Core histone modification is known to allow cross-talk between other modifications, such as H2B ubiquitylation and H3K4 or H3K36 methylation (Dover et al. 2002; Sun and Allis 2002; Henry et al. 2003). Since ubH2A is closely correlated with H3K9 trimethylation, but not H3K4 methylation during hepatocyte regeneration as shown in Supplemental Figure 1, we investigated whether ubH2A affects H3K9 methylation and H3K4 methylation. For these studies, we used chromatin assembled onto the pGIE4 plasmid, which contains Gal4 recognition sites and theAdE4 core promoter (Pazin et al. 1994).

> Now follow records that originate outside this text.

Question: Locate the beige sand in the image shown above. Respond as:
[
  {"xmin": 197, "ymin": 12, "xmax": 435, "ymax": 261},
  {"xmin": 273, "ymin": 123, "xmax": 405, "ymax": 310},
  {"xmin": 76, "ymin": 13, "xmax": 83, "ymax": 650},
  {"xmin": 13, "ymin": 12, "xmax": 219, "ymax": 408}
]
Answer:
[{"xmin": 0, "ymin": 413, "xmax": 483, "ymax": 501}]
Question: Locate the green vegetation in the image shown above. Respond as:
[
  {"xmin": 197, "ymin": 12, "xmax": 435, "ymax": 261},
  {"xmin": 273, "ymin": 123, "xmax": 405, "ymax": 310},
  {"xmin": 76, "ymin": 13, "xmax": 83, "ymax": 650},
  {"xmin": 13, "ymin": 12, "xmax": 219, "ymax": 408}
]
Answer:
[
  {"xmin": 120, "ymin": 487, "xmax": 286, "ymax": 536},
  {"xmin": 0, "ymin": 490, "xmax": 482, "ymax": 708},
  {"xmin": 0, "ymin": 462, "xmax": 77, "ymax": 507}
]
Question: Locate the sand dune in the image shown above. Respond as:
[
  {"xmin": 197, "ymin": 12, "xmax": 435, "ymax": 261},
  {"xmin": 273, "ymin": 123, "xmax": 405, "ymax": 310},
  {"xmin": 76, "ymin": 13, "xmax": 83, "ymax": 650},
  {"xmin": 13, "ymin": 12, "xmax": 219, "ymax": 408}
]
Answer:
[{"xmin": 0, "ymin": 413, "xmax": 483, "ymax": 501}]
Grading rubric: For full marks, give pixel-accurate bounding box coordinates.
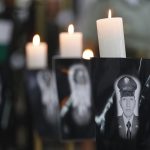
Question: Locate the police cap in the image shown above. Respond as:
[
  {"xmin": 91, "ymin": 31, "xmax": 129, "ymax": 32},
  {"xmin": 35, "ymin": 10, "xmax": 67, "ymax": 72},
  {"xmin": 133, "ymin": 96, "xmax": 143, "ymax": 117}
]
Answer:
[{"xmin": 118, "ymin": 76, "xmax": 137, "ymax": 97}]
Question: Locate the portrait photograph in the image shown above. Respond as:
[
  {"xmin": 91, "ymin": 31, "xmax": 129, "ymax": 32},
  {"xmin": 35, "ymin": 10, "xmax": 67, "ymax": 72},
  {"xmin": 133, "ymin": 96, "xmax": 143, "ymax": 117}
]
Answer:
[
  {"xmin": 91, "ymin": 58, "xmax": 150, "ymax": 150},
  {"xmin": 53, "ymin": 58, "xmax": 95, "ymax": 141},
  {"xmin": 25, "ymin": 69, "xmax": 60, "ymax": 140}
]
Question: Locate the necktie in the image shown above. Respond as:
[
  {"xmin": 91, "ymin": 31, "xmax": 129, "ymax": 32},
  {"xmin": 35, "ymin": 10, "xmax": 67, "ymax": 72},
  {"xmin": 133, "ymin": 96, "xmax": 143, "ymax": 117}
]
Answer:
[{"xmin": 126, "ymin": 121, "xmax": 131, "ymax": 140}]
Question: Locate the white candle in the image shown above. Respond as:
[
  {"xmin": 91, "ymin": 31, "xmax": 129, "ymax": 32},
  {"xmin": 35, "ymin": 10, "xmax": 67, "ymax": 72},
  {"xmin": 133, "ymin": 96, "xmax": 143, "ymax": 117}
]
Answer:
[
  {"xmin": 96, "ymin": 11, "xmax": 126, "ymax": 57},
  {"xmin": 26, "ymin": 35, "xmax": 48, "ymax": 69},
  {"xmin": 82, "ymin": 49, "xmax": 94, "ymax": 60},
  {"xmin": 59, "ymin": 25, "xmax": 83, "ymax": 57}
]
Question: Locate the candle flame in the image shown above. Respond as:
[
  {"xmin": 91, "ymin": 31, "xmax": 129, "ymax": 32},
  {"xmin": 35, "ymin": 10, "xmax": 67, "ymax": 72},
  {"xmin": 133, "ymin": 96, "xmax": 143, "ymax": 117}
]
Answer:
[
  {"xmin": 68, "ymin": 24, "xmax": 74, "ymax": 34},
  {"xmin": 108, "ymin": 9, "xmax": 111, "ymax": 18},
  {"xmin": 33, "ymin": 34, "xmax": 40, "ymax": 46},
  {"xmin": 82, "ymin": 49, "xmax": 94, "ymax": 60}
]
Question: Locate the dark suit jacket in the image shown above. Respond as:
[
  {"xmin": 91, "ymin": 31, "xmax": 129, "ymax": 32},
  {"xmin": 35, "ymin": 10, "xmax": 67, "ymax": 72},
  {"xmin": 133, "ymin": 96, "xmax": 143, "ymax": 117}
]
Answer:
[{"xmin": 118, "ymin": 115, "xmax": 139, "ymax": 139}]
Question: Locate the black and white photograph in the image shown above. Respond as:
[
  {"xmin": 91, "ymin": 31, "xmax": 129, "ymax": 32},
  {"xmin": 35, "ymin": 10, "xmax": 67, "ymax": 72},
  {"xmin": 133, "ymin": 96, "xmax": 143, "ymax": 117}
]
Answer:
[
  {"xmin": 25, "ymin": 69, "xmax": 59, "ymax": 140},
  {"xmin": 91, "ymin": 58, "xmax": 150, "ymax": 150},
  {"xmin": 54, "ymin": 58, "xmax": 95, "ymax": 140}
]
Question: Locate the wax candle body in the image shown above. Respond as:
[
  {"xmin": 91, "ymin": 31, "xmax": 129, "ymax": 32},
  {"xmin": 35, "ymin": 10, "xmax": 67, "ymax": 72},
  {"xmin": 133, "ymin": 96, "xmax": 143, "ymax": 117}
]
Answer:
[
  {"xmin": 97, "ymin": 17, "xmax": 126, "ymax": 57},
  {"xmin": 59, "ymin": 32, "xmax": 83, "ymax": 57},
  {"xmin": 26, "ymin": 42, "xmax": 47, "ymax": 69}
]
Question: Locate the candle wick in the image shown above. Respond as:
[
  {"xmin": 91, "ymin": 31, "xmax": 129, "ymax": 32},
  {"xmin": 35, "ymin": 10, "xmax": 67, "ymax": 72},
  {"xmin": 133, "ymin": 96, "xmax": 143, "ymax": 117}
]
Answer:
[{"xmin": 108, "ymin": 9, "xmax": 111, "ymax": 18}]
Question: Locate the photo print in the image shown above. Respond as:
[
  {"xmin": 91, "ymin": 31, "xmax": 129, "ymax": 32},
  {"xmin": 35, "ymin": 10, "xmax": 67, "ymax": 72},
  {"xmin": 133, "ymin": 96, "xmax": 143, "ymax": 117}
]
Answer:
[
  {"xmin": 25, "ymin": 69, "xmax": 59, "ymax": 140},
  {"xmin": 91, "ymin": 58, "xmax": 150, "ymax": 150},
  {"xmin": 115, "ymin": 75, "xmax": 141, "ymax": 140},
  {"xmin": 53, "ymin": 58, "xmax": 95, "ymax": 140}
]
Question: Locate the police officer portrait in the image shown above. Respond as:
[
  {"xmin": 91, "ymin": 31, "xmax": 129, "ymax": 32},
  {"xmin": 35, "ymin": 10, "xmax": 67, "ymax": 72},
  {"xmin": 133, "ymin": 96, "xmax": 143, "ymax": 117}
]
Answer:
[{"xmin": 115, "ymin": 75, "xmax": 140, "ymax": 140}]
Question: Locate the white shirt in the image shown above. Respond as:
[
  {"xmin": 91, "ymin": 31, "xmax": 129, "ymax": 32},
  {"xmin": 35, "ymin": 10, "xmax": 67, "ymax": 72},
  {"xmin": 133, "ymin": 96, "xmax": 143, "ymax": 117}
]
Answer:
[{"xmin": 123, "ymin": 114, "xmax": 133, "ymax": 132}]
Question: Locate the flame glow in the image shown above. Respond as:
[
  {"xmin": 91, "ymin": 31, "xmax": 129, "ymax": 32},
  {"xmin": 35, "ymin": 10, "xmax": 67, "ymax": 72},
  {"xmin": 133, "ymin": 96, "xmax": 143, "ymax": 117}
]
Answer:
[
  {"xmin": 68, "ymin": 24, "xmax": 74, "ymax": 34},
  {"xmin": 82, "ymin": 49, "xmax": 94, "ymax": 60},
  {"xmin": 108, "ymin": 9, "xmax": 111, "ymax": 18},
  {"xmin": 33, "ymin": 34, "xmax": 40, "ymax": 46}
]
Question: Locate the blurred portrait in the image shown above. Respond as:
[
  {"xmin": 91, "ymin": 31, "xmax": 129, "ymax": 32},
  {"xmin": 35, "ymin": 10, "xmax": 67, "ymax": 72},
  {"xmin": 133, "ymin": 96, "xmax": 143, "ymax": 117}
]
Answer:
[
  {"xmin": 115, "ymin": 75, "xmax": 140, "ymax": 140},
  {"xmin": 26, "ymin": 69, "xmax": 59, "ymax": 140},
  {"xmin": 68, "ymin": 64, "xmax": 91, "ymax": 125},
  {"xmin": 55, "ymin": 59, "xmax": 95, "ymax": 141}
]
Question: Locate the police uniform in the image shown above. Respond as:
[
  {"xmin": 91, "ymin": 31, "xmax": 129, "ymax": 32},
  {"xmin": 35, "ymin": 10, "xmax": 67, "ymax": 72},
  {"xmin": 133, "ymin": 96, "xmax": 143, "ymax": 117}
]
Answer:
[{"xmin": 118, "ymin": 76, "xmax": 138, "ymax": 139}]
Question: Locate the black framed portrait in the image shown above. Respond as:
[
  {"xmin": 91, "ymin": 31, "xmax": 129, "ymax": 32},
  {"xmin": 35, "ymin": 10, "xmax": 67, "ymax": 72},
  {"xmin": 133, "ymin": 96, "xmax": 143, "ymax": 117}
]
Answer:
[
  {"xmin": 53, "ymin": 58, "xmax": 95, "ymax": 141},
  {"xmin": 91, "ymin": 58, "xmax": 150, "ymax": 150},
  {"xmin": 25, "ymin": 69, "xmax": 60, "ymax": 140}
]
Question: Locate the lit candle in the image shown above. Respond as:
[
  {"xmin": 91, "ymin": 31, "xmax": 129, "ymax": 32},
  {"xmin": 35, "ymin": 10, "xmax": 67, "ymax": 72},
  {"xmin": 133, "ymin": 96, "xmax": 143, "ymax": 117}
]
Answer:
[
  {"xmin": 59, "ymin": 24, "xmax": 83, "ymax": 58},
  {"xmin": 82, "ymin": 49, "xmax": 94, "ymax": 60},
  {"xmin": 26, "ymin": 35, "xmax": 48, "ymax": 69},
  {"xmin": 96, "ymin": 10, "xmax": 126, "ymax": 57}
]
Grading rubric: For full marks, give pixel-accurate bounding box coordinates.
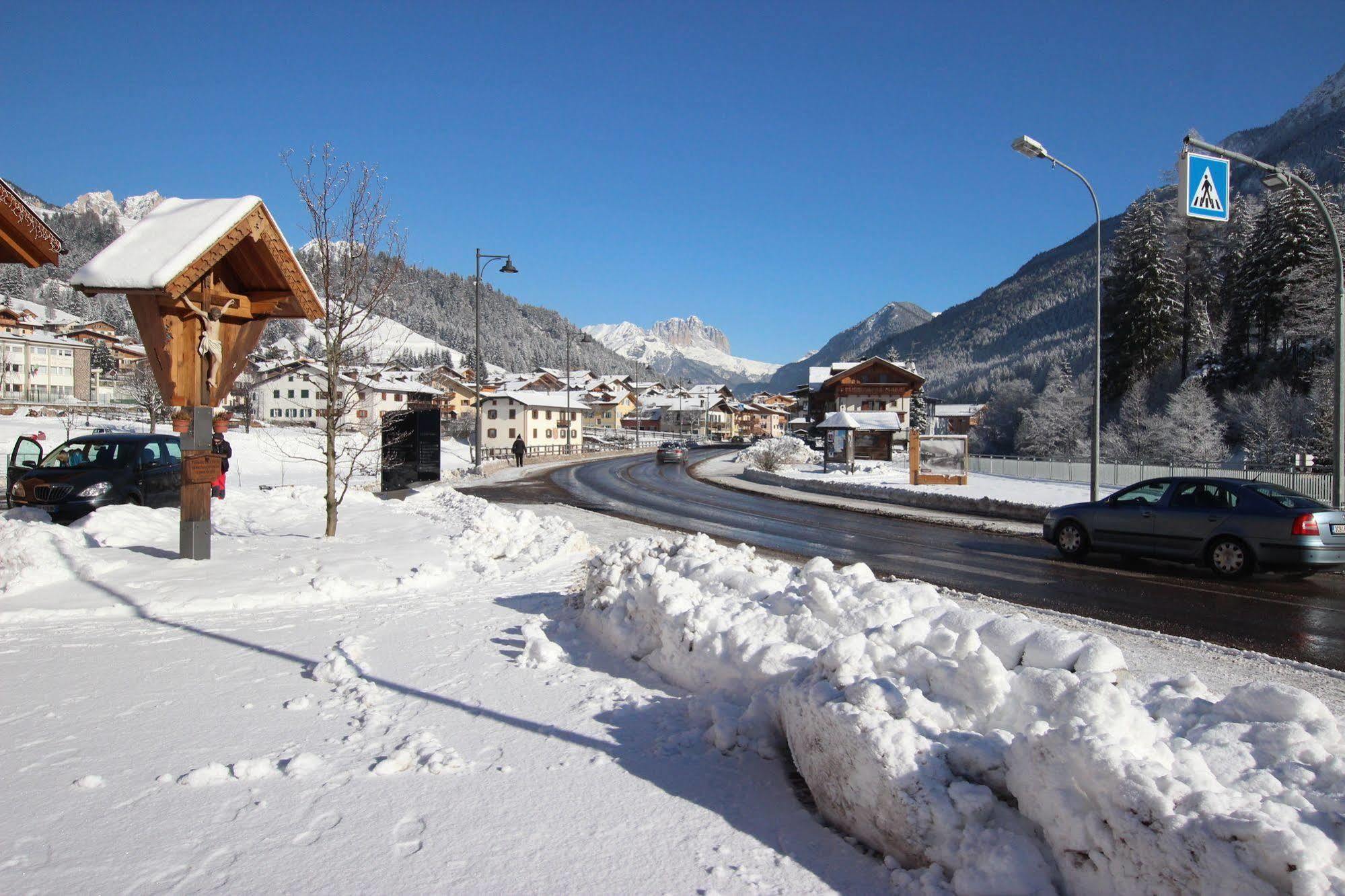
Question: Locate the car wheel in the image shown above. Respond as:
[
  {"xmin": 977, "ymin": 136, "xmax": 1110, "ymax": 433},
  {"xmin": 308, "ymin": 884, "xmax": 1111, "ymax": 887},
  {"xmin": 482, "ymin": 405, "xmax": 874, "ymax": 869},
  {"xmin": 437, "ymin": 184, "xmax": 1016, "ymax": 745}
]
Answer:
[
  {"xmin": 1205, "ymin": 538, "xmax": 1255, "ymax": 578},
  {"xmin": 1056, "ymin": 519, "xmax": 1088, "ymax": 560}
]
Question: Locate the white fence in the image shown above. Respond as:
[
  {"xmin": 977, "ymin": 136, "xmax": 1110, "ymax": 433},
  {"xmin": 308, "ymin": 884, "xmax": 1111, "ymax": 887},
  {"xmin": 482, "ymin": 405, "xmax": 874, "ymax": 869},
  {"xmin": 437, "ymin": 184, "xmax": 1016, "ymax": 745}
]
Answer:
[{"xmin": 971, "ymin": 455, "xmax": 1333, "ymax": 503}]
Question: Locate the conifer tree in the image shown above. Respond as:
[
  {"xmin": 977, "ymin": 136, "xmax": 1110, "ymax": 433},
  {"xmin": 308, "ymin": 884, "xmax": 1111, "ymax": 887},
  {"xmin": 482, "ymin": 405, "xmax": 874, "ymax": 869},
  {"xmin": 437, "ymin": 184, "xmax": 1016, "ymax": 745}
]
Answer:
[
  {"xmin": 1014, "ymin": 361, "xmax": 1089, "ymax": 460},
  {"xmin": 1103, "ymin": 190, "xmax": 1181, "ymax": 397}
]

To test the effect of H3K4 methylation using the reconstituted pure system in vitro, we purified native H3K4 methylase from mouse livers and identified MLL3 (Tan and Chow 2001; Goo et al. 2003) as the major detectable H3K4 methylase (data not shown). MLL3 introduced di- and trimethylation of H3K4, but not monomethylation detected by Western blotting with anti-H3 mono-, di-, and trimethyl K4 antibodies (Fig. 3C). Using purified components in an in vitro system, H3K4 was not methylated in the absence of MLL3 (Fig. 3D, lanes 1–4,9–12). MLL3 introduced di- and trimethylation of H3K4 but not monomethylation of H3K4 in the nucleosome with nonubiquitylated H2A, even in the presence of USP21, heat-inactivated USP21, or USP21CA (Fig. 3D, lanes 5–8). However, the ubiquitylation of H2A inhibited H3K4 methylation (Fig. 3D, lane 13), and USP21, but not heat-inactivated USP21 or USP21CA, relieved this inhibition by deubiquitylating ubH2A (Fig. 3D, lanes 14–16). These results thus reveal a trans-histone interaction in which ubiquitylation of H2A blocks di- and trimethylation of H3K4, and are consistent with the role of ubH2A in transcriptional repression.

Next, we investigated whether ubH2A could affect core histone methylation by G9a. G9a has been reported to induce the methylation of H3K9 and H3K27 using salt-dialyzed recombinant chromatin (Tachibana et al. 2002). Neither H2A ubiquitylation (Fig. 3E, lanes 2,7) nor additional USP21, heat-inactivated USP21, and USP21CA affected H3K9 or H3K27 methylation (Fig. 3E, lanes 3–5,8–10). We also tested the effect of H2A ubiquitylation on histone acetylation by p300 (Ito et al. 2000), a well-characterized coactivator. The ubiquitylation of H2A did not appear to affect the acetylation at H2A K5 or at H3 K14 by p300 (data not shown). It is notable that ubH2A specifically inhibits MLL3 but not G9A or p300.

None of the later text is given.